If my goal is to manage/signal my own status (e.g., showing off how smart or well-informed or compliant-to-norms or contrarian I am) I'm less clear what I endorse. At a minimum, I endorse being clear in my own head that this is my goal, even if I don't admit it out loud.
At a minimum, I endorse being clear in my own head that this is my goal, even if I don't admit it out loud.
This may make you less effective at showing off.
So, one more litany, hopefully someone else finds it as useful.
It's an understatement that humility is not a common virtue in online discussions, even, or especially when it's most needed.

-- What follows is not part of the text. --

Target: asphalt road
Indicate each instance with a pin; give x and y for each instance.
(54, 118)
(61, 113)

I'll start with my own recent example. I thought up a clear and obvious objection to one of the assertions in Eliezer's critique of the FAI effort compared with the Pascal's Wager and started writing a witty reply. ...And then I stopped. In large part because I had just gone through the same situation, but on the other side, dealing with some of the comments to my post about time-turners and General Relativity by those who know next to nothing about General Relativity. It was irritating, yet here I was, falling into the same trap. And not for the first time, far from it. The following is the resulting thought process, distilled to one paragraph.
I have not spent 10,000+ hours thinking about this topic in a professional, all-out, do-the-impossible way. I probably have not spent even one hour seriously thinking about it. I probably do not have the prerequisites required to do so. I probably don't even know what prerequisites are required to think about this topic productively. In short, there are almost guaranteed to exist unknown unknowns which are bound to trip up a novice like me. The odds that I find a clever argument contradicting someone who works on this topic for a living, just by reading one or two popular explanations of it are minuscule. So if I think up such an argument, the odds of it being both new and correct are heavily stacked against me. It is true that they are non-zero, and there are popular examples of non-experts finding flaws in an established theory where there is a consensus among the experts. Some of them might even be true stories. No, Einstein was not one of these non-experts, and even if he were, I am not Einstein.
And so on. So I came up with the following, rather unpolished mantra:
If I think up what seems like an obvious objection, I will resist assuming that I have found a Weaksauce Weakness in the experts' logic. Instead I may ask politely whether my argument is a valid one, and if not, where the flaw lies.
If you think it useful, feel free to improve the wording.